Echtes Leben beginnt dann, wenn alle Masken fallen

Gastautorin des Artikels: Manuela Dobrileit
Titelfoto: Rüdiger Lutz

Letzte Woche habe ich mich mal wieder intensiver auf ein paar geschäftlichen und halbprivaten Veranstaltungen herumgetrieben.

Auf den ersten Blick gut besuchte busy Events mit wohl gelaunten, hoch dotierten, stylishen Menschen und fröhlich-koketten Paaren. Meist fortgeschrittenen Alters Ü50, die die Insignien eines Lebens in Wohlstand am Leib tragen, in der Hotelgarage zu stehen haben und die jeden Abend mit dem beruhigenden Wissen der absoluten finanziellen Sicherheit und des „Mir kann nichts passieren!“ ins Bett gehen.

Auf den zweiten Blick offenbarte sich mir tiefe Langeweile und Ödnis. Angeödet vom Verpflichtungscharakter derartiger Veranstaltungen, vom Sehen und Gesehen-Werden, vom Mitspielen-Müssen ab einer bestimmten gesellschaftlichen Ebene.

Angewidert von den musternden Blicken, die in Windeseile auch die kleinsten Anzeichen von Schwäche und/oder Verlust scannen.

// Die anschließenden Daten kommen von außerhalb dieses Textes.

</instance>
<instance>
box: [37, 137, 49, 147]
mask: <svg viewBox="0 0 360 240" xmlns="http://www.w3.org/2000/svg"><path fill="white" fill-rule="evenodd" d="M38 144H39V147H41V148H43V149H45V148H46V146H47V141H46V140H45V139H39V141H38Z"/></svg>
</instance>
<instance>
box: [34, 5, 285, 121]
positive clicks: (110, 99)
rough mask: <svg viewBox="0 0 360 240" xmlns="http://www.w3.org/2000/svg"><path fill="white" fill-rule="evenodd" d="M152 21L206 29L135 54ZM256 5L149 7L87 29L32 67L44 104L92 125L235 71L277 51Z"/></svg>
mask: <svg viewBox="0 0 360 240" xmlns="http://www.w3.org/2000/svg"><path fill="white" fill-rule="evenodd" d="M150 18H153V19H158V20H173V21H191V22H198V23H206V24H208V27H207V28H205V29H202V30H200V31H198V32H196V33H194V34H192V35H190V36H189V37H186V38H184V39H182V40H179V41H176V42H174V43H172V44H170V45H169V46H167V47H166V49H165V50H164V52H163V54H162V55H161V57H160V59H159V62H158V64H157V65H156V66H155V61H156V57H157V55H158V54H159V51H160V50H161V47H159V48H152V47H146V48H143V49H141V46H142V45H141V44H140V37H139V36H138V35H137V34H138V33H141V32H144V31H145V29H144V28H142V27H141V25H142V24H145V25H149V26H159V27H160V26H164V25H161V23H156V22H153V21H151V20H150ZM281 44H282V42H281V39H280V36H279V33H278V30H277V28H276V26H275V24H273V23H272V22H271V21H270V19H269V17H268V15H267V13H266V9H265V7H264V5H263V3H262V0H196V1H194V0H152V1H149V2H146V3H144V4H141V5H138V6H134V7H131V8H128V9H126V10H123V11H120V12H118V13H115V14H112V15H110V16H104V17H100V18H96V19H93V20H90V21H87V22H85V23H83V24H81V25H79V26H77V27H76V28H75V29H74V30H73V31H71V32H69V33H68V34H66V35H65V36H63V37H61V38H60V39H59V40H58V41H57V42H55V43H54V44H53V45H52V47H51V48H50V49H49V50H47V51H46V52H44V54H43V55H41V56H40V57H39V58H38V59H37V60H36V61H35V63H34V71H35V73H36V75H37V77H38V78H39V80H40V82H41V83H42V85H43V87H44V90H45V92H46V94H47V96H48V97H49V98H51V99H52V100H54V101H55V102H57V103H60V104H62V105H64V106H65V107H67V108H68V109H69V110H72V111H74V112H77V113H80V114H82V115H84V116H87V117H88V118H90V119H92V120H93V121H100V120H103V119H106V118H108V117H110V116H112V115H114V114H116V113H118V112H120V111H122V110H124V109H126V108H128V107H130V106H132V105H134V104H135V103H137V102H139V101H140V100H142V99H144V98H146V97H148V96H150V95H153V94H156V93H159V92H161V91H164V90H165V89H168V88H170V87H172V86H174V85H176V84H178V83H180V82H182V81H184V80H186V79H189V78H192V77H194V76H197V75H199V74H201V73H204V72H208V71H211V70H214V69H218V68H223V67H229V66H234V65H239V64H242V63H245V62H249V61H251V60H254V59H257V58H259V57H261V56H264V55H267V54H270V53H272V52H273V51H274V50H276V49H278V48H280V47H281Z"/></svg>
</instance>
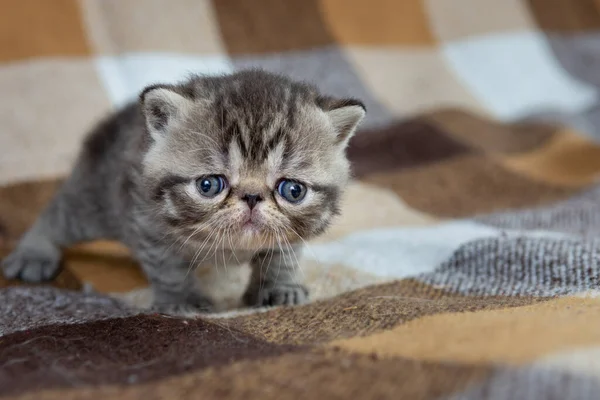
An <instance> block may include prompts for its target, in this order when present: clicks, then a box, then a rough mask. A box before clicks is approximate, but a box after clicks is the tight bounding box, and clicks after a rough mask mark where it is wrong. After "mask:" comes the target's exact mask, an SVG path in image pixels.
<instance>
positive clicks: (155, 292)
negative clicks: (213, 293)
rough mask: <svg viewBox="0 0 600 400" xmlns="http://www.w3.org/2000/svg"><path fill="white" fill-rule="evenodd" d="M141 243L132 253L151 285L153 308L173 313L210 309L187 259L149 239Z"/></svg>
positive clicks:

Gelangweilt von den unausgesprochenen Vergleichen, den ungefragt selbstherrlichen Beweisen neuester Errungenschaften, die den finanziellen und damit gesellschaftlichen Status weiter zementieren sollen.

Auf den dritten Blick sah ich tiefe Leere.

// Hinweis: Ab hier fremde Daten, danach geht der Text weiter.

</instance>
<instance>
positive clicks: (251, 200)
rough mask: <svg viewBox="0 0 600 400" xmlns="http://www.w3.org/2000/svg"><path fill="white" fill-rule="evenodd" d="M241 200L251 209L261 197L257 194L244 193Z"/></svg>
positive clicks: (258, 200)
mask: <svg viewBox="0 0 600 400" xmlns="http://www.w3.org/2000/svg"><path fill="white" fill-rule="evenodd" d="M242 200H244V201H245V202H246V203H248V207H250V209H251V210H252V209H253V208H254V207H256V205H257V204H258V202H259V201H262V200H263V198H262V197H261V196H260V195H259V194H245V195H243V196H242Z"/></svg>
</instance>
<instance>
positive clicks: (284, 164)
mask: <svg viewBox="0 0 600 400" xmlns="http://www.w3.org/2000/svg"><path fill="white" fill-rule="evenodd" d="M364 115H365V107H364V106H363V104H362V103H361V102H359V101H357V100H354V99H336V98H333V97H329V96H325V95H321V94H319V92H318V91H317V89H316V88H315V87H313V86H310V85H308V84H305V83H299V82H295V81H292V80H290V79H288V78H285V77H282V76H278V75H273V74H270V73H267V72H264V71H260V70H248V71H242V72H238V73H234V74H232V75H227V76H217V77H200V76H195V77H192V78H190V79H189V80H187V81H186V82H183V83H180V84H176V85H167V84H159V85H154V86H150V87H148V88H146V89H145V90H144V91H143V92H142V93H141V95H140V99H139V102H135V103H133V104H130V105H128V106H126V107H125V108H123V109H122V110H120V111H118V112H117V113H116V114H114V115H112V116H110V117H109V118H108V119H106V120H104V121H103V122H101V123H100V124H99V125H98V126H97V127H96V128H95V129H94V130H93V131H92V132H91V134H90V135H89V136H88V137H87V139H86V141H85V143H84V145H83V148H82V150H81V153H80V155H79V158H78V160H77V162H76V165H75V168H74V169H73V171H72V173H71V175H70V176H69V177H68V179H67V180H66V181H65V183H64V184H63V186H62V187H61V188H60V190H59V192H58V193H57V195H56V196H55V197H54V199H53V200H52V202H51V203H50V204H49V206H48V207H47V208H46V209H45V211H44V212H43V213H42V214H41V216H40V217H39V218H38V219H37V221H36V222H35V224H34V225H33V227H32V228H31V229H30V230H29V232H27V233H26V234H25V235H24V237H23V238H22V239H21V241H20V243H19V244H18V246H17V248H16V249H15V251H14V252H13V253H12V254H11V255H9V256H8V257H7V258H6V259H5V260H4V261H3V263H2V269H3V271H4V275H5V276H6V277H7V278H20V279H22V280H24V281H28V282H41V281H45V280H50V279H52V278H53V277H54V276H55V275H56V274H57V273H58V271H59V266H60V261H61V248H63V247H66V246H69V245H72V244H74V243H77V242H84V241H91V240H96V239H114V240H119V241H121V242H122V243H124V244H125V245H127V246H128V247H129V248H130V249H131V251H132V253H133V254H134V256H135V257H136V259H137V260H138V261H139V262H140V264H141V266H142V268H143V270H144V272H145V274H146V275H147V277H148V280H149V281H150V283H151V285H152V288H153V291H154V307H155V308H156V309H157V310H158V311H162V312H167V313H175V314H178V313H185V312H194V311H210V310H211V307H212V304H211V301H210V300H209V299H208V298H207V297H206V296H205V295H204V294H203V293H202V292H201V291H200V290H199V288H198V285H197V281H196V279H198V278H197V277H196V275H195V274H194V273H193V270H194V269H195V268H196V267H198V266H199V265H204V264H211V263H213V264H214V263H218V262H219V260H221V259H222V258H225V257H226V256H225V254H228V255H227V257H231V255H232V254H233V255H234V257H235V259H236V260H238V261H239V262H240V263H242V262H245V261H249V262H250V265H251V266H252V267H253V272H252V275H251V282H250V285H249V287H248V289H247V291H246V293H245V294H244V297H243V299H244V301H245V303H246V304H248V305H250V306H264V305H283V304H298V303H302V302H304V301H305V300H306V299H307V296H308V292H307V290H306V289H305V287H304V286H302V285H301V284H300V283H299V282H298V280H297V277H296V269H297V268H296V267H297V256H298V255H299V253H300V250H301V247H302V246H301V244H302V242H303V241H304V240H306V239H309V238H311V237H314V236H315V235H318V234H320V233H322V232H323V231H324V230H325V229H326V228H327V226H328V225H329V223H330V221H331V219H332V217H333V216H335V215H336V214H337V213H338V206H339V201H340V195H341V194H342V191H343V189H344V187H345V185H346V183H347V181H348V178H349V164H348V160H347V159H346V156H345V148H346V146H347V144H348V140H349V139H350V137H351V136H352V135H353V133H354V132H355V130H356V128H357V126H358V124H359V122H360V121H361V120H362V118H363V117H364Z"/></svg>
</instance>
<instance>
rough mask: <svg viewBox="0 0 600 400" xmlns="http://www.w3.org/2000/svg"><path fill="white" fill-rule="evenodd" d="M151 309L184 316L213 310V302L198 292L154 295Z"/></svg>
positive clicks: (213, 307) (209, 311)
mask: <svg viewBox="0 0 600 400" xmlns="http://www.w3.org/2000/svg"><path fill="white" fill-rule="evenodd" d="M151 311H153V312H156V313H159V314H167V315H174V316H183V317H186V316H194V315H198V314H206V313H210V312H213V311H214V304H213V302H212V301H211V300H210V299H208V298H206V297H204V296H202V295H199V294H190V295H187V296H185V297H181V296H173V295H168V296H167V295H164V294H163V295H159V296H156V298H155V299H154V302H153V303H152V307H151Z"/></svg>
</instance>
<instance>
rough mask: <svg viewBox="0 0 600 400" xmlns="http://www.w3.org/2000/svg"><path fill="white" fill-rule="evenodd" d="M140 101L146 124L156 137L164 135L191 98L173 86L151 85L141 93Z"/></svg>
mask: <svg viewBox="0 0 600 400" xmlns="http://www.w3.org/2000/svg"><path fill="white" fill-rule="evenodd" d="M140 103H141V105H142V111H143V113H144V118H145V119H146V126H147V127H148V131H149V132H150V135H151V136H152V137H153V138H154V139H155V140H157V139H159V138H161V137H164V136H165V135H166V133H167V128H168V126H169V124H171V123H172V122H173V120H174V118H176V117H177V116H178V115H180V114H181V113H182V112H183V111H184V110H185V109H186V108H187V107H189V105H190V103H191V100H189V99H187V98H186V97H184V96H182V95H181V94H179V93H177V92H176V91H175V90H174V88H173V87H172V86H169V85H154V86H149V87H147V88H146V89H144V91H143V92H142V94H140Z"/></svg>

Ein unglaubliches Erschöpft-Sein vom Gefühl des Mithalten- und Mitspielen-Müssen. Denn wenn auch Geld schon lange keine Rolle mehr spielt und einfach da ist, so ist es ein Trugschluss anzunehmen, dass die Menschen dadurch frei wären. Zumindest nicht diese Menschen. Die zwar schmerzvoll erfahren haben, dass das viele Geld beruhigt und einen gewissen gesellschaftlichen Status sichert, aber eben nicht das Gefühl des sich Verloren-Fühlen aufzuheben vermag.

 

Der vierte, fünfte und sechste Blick ging mir sehr nahe

Er zeigte mir Traurigkeit, tiefe Sehnsucht nach Liebe. Angst vor Verlust, vor dem Altern, vor dem Alleinsein.

Angst vor dem Tod.
Angst davor, wer man ist, wenn all das Gewohnte nicht mehr da wäre.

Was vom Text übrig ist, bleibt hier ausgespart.